I assume there is no desire to start because to finish would be fatal to the manager's personal privilege.
>that we somehow don't have to rationalize production
While you were off pretending that history stopped moving in 1991,
<The generation entering managerial and professional roles between 1890 and 1920 consciously grasped the roles which they had to play. They understood that their own self-interest was bound up in reforming capitalism, and they articulated their understanding far more persistently and clearly than did the capitalist class itself, The role of the emerging PMC, as they saw it, was to mediate the basic class conflict of capitalist society and create a “rational,” reproducible social order.
The "Progressive" movement has been doing exactly that "rationalization" in the key of capitalism for some 100 years. I put it to you that you are bringing coals to Newcastle based on a petit-bourgeois idealistic conviction that you can do capitalist relations better and you wish to be recognized as a superior person for that. What an absolute waste of time and production.
It could be said that we are already in the lower phase of communism, but that through it the bourgeois order will be absolutely preserved rather than withering away. The only real effect of "lower phase" in that case is to protect useless PMC even further from adverse effects or personal accountability for the atrocious conditions they dream up in the name of some "greatness" bullshit.

>>1870862
100% material fact

 

>>1870980
>for principled communists communism is an aspiration
Principle is not material. Thank you for admitting your liberal idealism

 

>>1871131
>hurrr you can't have a goal

 

>>1871056
You quite literally haven't understood the point Marx is making if that is your criticism. Go and read The German Ideology, and then try to read On The Jewish Question.

 

>>1871154
Well, perfectionism is a perfect waste of social surplus, and therefore something to actually abolish, not onanistically conserve under the pretext of reform.

 

So, op is a succdem? How lame and boring.

 

>>1870980
Why is it many centuries in the future if you can't even imagine a system like that?

You can see something like it in free software programming, where you will not find a commodity nor surplus value is necessary for it's production, nor money is used to buy and sell, it is not sold.

If you look at a factory, there is no commodity exchange internally. It can be that some factories provide meals and housing.

I think that with computers, it can be made possible for every citizen to fully engage in every productive activity of society, not just in programming.

May be it can't be done everywhere, but it is a different thing, saying it is uptopia and listing where and what can't done.

 


 

>>1871166
No, i understand marx quite clearly.
I'm allowed to disagree.
>>1871501
>If you look at a factory, there is no commodity exchange internally. It can be that some factories provide meals and housing.
Feudalism moment
>we should all be batteries of the state by feeding it our life force
i wonder why people would be weary of that system…

 

>>1871542
You quite literally do not, because had you understood those works you would understand that Marx sets out to criticise that position.

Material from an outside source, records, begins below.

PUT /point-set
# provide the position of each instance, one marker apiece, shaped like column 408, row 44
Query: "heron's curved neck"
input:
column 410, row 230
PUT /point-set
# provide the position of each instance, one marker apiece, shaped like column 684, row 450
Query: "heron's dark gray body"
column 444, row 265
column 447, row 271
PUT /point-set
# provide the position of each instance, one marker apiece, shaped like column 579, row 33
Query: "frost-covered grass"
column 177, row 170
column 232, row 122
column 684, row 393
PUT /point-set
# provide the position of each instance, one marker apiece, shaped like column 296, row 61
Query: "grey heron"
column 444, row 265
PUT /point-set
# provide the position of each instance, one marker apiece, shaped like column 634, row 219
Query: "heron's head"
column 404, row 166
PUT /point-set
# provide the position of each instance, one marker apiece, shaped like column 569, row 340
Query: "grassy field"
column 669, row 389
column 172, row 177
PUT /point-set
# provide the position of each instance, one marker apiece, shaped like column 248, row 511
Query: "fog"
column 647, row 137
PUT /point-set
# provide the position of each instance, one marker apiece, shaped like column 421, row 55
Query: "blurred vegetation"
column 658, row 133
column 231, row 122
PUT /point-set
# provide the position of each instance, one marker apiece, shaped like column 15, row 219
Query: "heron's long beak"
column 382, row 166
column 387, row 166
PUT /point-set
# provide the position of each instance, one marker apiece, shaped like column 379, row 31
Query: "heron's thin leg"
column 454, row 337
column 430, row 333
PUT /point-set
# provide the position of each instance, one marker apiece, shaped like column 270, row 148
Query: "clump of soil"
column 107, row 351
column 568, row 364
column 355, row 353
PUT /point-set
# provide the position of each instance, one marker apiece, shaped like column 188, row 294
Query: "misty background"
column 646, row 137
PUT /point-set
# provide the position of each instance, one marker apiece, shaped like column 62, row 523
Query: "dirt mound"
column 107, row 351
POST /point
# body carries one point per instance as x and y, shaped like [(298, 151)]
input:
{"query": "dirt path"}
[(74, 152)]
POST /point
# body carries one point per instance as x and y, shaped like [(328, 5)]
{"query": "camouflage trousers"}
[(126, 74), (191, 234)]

Again, go and actually read those works.

 

>>1871542
Idk what state have to do with anything I wrote.

Not feud, more like a commune, but organized by bourgeois. The producers inside of the factory do not exchange their products.

 

>>1871552
From the jewish question:
>Once society has succeeded in abolishing the empirical essence of Judaism – huckstering and its preconditions – the Jew will have become impossible, because his consciousness no longer has an object, because the subjective basis of Judaism, practical need, has been humanized, and because the conflict between man’s individual-sensuous existence and his species-existence has been abolished.
>The social emancipation of the Jew is the emancipation of society from Judaism.
Where judaism here stands as the "practical need" of "civil society" apart from the "political society" represented in christianity's sublimity.
Marx's point here is that secularism is a false emancipation because it affirms bourgeois egoism, when we need a new sort of emancipation by the abolition of both political and civic life. No?
Neither the state nor free association, which tracks from the whole cursory outline of the "whithering away of the state" into the self-determination of a new humanity.
My point has been that this is seeking immediacy, i.e:
>the conflict between man’s individual-sensuous existence and his species-existence has been abolished.
Marx seeking the end of the contradiction is the meaning of my criticism.
>>1871562
What entity is collecting this power that people would be producing?
>communes
Literally the form of life under feudalism. With industrialisation and urbanisation we then get slums as the update.

 

>>1871588
Communes, you mean serfs? The serfes made grain mostly? The tools were made by individuals, not by serfs? The individuals sold their products on the market. A factory produce items of different complexity and assemble them into a final consumer item, all that done directly in the factory. So it is just complexity. Could not serfes produce grain as free citizens? They could, but it will be for market, by families of individuals. May be they could arrange into communes, idk. Factory workers could produce without bourgeis, but it will not turn into production by individuals.

What do you mean by power or collecting? Idk, may be you can look at how free software is made.

 

>>1871635
>may be you can look at how free software is made.
In practice there is quite a bit of production by individuals going on there.

 

>>1871501
>If you look at a factory, there is no commodity exchange internally. It can be that some factories provide meals and housing.
>>1871562
>Feudalism moment
The other poster is correct. Inside of the firm, there is no commodity exchange. You can say that's like feudalism, but that's missing the point.

 

>>1871501
yes there can be pockets of communism here and there, such as free software as you say, but also the family. but there is as yet no "free labour" movement
free software works partly because you only need to write the software once. very few labour processes are like that. it is also primarily geared towards other programmers

 

>>1872089
>but also the family
Sorry, the head of household is definitionally the capitalist.

 

>>1869639
>You replied to a post about the capitalist class >>1869473 with a statement about banks in some country >>1869496
tbf financial institutions have long been at the top of capitalism, lenin in his imperialism analysis already recognized this, and thing have only gotten farther in that regard. It would be interesting to see what part of the total surplus value end up in the major investment banks (which all have shares in each other and can be considered as an united whole).

>>1872092
only if you have a "head of the household"

 

>>1870110
That's not whan animism means, it's just essentialism. Pretty sure those aren't even compatible with eachother, like, essentialism laid the anthropocentrism and collonial "take shit and leave shit without asking nature for permission" mindsets that would allow for that transition to the 'theisms with their gods (spaggeti kings) instead of other organims and rocks having agency on their own with consequences for denying that agency; thus stripping spirituality to "don't piss off the speggheti kings and you can do whatever you want."

 

>>1881496
The thing is that liberalism necessarily comes out of mercantilism, where wealth is concentrated in empires for the ability of its circulation. Yes, the founders of the economy arent animists, but down the line, the "true believers" of the system eventually believe in the government of things over people. They believe a funko pop figure or an NFT possesses an autonomous Value. It is the regression of people's minds into superstition. Thats why we have an economy largely based on gambling.
>muh essentialism
an overused term that hardly denotes anything substantial

 

>>1881496
>rocks having agency on their own
<chemistry is a spook
All you Fichtean fake-materialists need to read Theses on Feuerbach 10 times before posting again.

 

>>1881496
Nah animism is fitting. Economists often talk like the things themselves have agency, factors of production "contributing" to production and so on.